Halloween protest exposes skeletons in cupboard
The UK government claims that Egypt owes it £100 m, but that it doesn’t know where that debt came from. But in the last few days we have uncovered information in the National Archives that shows that part of Egypt’s debt to the UK does, as we suspected, come from arms sales to Mubarak and his predecessor Sadat.
Some of the dodgy deals with Mubarak backed by the UK’s Export Credits Guarantee Department (ECGD) include the construction of a tank factory and supply of Rapier missiles. And it’s not just Egypt, the UK is expecting hundreds of millions from Indonesia, Iraq and Kenya for deals done with their former dictators.
On Monday, campaigners from around the country took part in a creative, Halloween-themed, protest outside the Department for Business, Innovation and Skills to call for an immediate audit of these ‘Dictator Debts’ and the cancellation of those which are found to be unjust. Demonstrators handed in more than three thousand more postcards calling for Vince Cable to take action.
The demonstration in London coincided with the first conference of the Cairo-based Popular Campaign to Drop Egypt’s Debt. Dina Makram-Ebeid, who spoke in London on behalf of the campaign, said “If the U.K government is in earnest in its support for democracy in post-revolutionary Egypt, it should be telling the Egyptian people what they are paying for and not demanding that they carry the burden of repaying illegitimate loans.
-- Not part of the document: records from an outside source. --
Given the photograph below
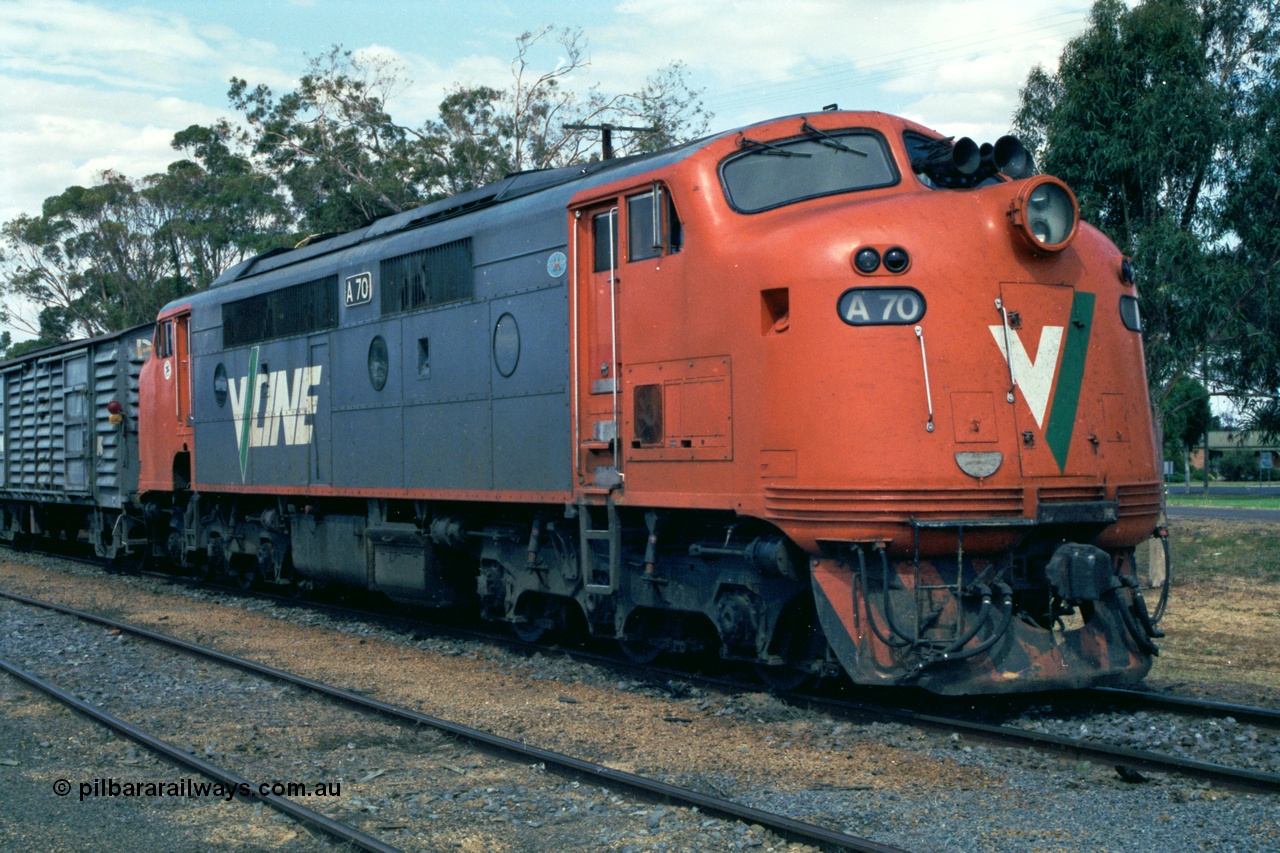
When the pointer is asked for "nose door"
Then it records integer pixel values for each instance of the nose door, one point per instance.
(1043, 333)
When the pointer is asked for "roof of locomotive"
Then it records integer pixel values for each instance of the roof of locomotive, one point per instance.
(511, 187)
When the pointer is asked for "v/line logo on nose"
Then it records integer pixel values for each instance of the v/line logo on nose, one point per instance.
(278, 406)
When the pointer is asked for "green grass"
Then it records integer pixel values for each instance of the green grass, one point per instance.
(1205, 548)
(1242, 501)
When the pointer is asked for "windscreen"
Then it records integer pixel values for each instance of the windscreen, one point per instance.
(769, 174)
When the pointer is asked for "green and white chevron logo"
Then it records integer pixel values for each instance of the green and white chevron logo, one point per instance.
(274, 409)
(1036, 377)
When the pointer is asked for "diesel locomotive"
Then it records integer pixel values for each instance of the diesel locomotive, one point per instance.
(828, 392)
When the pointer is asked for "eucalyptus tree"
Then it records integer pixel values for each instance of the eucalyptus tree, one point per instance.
(1162, 118)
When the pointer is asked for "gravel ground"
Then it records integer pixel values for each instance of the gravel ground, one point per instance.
(899, 785)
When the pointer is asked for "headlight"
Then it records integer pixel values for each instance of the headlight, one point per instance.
(1046, 214)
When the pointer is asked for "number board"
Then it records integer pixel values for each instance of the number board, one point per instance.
(881, 306)
(360, 288)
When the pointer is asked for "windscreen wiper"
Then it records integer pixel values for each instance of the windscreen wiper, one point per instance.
(769, 147)
(826, 138)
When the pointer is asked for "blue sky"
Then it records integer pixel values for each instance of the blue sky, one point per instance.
(95, 85)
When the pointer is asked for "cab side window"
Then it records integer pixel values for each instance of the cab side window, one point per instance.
(653, 226)
(164, 347)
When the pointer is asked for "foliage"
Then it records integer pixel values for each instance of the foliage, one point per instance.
(344, 160)
(1162, 119)
(110, 255)
(1238, 465)
(332, 144)
(325, 156)
(1185, 414)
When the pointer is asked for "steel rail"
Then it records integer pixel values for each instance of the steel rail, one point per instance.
(1128, 756)
(184, 758)
(778, 824)
(1249, 712)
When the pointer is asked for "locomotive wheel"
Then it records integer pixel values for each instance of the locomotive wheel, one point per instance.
(639, 649)
(528, 632)
(543, 620)
(781, 678)
(796, 641)
(245, 571)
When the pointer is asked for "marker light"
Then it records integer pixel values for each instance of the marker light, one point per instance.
(896, 259)
(867, 260)
(1046, 214)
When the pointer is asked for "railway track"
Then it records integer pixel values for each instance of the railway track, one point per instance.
(1124, 758)
(599, 774)
(228, 779)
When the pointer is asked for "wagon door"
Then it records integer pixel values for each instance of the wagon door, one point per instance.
(76, 423)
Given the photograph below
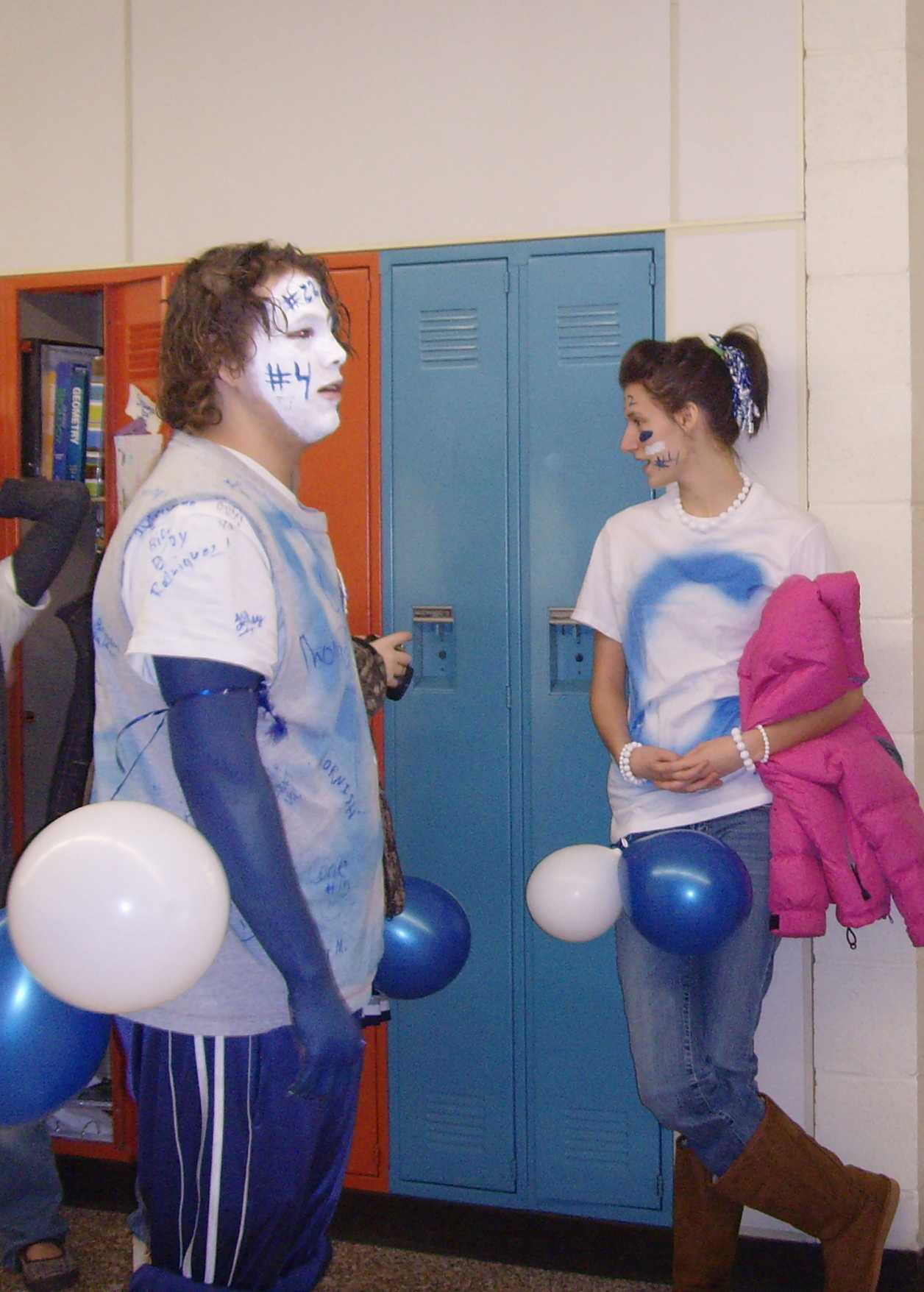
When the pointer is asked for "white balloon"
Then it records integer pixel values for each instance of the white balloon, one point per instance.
(118, 906)
(574, 893)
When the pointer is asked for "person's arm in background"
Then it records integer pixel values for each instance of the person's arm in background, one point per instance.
(57, 509)
(233, 804)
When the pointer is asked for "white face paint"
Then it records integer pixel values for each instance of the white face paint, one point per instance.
(296, 370)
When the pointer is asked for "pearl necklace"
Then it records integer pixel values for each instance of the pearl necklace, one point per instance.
(708, 522)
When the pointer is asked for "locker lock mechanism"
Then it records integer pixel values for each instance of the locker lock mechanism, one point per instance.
(570, 651)
(435, 646)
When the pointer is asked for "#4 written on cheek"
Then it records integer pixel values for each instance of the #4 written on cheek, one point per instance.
(296, 369)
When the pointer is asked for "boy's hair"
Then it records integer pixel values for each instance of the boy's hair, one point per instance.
(212, 316)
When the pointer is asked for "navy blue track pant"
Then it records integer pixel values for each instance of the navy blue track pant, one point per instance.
(239, 1180)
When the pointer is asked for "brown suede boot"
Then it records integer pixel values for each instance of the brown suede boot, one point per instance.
(785, 1174)
(705, 1228)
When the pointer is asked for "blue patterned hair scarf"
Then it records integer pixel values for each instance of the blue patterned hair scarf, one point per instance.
(742, 394)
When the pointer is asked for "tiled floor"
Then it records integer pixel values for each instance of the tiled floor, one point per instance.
(100, 1240)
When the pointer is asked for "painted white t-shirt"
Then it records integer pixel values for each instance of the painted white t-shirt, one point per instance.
(683, 603)
(203, 618)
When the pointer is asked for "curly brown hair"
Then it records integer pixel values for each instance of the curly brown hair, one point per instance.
(211, 318)
(689, 371)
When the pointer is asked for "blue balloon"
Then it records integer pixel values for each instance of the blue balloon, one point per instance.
(425, 946)
(684, 890)
(48, 1049)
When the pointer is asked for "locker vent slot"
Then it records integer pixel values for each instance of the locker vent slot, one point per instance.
(589, 333)
(143, 350)
(456, 1123)
(594, 1137)
(449, 338)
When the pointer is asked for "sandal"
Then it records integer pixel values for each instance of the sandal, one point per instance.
(51, 1273)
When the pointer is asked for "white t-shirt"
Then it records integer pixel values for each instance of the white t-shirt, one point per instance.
(683, 603)
(201, 615)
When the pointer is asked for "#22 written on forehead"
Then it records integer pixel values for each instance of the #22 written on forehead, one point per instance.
(278, 377)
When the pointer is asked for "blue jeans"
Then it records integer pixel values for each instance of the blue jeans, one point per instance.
(693, 1018)
(30, 1190)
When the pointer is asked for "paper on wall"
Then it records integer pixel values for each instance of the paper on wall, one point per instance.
(143, 408)
(135, 459)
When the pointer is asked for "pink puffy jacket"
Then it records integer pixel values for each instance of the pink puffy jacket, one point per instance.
(845, 823)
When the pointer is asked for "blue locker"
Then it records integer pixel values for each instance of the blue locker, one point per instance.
(591, 1137)
(502, 424)
(447, 535)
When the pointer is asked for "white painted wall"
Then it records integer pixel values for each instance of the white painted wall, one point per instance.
(63, 198)
(864, 481)
(370, 126)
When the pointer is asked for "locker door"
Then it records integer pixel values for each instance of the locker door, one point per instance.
(592, 1140)
(340, 475)
(451, 1054)
(135, 318)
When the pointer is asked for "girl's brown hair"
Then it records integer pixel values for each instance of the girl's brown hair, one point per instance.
(689, 371)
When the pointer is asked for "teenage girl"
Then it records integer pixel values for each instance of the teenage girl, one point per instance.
(674, 591)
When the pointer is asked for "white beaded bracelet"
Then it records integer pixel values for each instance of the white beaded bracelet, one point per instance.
(625, 769)
(742, 750)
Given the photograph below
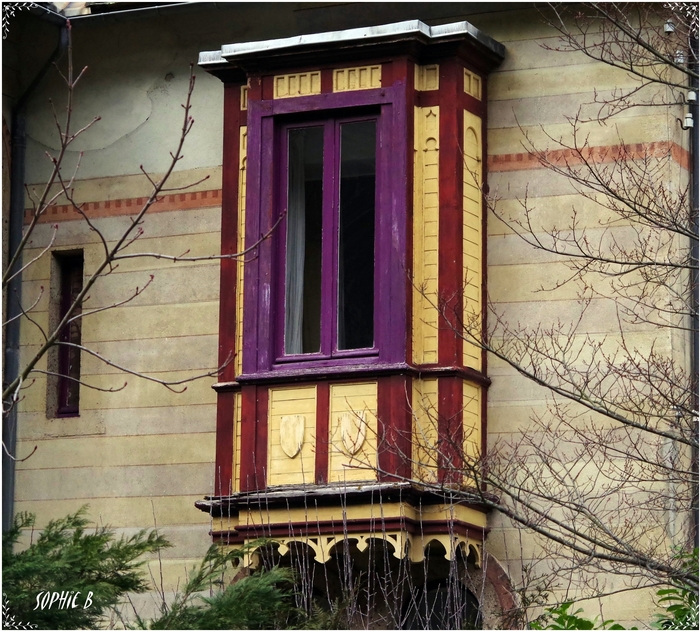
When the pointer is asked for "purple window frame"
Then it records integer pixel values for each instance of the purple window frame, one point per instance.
(330, 229)
(263, 322)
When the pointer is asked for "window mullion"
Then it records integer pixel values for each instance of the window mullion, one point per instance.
(330, 238)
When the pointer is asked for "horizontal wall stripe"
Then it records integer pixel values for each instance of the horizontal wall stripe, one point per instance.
(131, 206)
(600, 154)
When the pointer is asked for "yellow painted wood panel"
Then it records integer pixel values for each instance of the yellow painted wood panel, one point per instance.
(471, 419)
(284, 403)
(297, 85)
(427, 77)
(425, 419)
(241, 246)
(472, 236)
(352, 404)
(237, 418)
(425, 234)
(359, 78)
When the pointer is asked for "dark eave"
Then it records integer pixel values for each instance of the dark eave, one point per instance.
(289, 496)
(411, 37)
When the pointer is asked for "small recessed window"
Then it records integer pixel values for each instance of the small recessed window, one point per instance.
(66, 359)
(330, 196)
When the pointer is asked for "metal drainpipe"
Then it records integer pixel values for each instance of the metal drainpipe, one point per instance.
(14, 287)
(695, 364)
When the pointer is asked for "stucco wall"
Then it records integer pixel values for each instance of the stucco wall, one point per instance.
(141, 456)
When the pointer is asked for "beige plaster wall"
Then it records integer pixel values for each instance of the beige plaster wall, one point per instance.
(530, 94)
(142, 456)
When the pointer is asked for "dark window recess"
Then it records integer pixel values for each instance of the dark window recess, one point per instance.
(356, 249)
(330, 238)
(71, 284)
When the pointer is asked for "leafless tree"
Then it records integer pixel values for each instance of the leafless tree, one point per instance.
(59, 188)
(607, 475)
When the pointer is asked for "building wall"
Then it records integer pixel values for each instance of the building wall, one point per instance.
(141, 456)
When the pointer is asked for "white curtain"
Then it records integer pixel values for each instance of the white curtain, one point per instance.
(296, 247)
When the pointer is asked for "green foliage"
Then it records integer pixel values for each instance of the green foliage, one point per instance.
(259, 601)
(680, 602)
(559, 618)
(67, 557)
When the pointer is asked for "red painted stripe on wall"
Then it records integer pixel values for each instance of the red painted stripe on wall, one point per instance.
(597, 155)
(130, 206)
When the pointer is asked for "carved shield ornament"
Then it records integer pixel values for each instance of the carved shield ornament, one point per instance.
(292, 434)
(353, 430)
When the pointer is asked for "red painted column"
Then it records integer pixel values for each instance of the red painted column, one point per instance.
(450, 269)
(394, 439)
(322, 432)
(450, 222)
(254, 406)
(450, 430)
(227, 292)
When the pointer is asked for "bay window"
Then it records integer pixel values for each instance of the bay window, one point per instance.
(330, 171)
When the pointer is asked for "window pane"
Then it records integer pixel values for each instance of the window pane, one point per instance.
(356, 243)
(71, 271)
(302, 328)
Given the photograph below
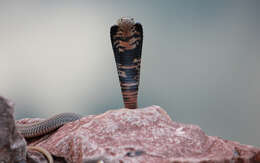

Dropping Egypt's debt is fundamental to achieving the goals of 'bread, freedom and human dignity' that the people revolted for early this year".
Earlier in the day in London over 50 people learnt about how these secretive debts came about at a workshop organised by Jubilee Debt Campaign with speakers from Campaign Against Arms Trade and the Popular Campaign to Drop Egypt’s Debt. This was followed by a visit to parliament to speak to MPs face to face about the issue.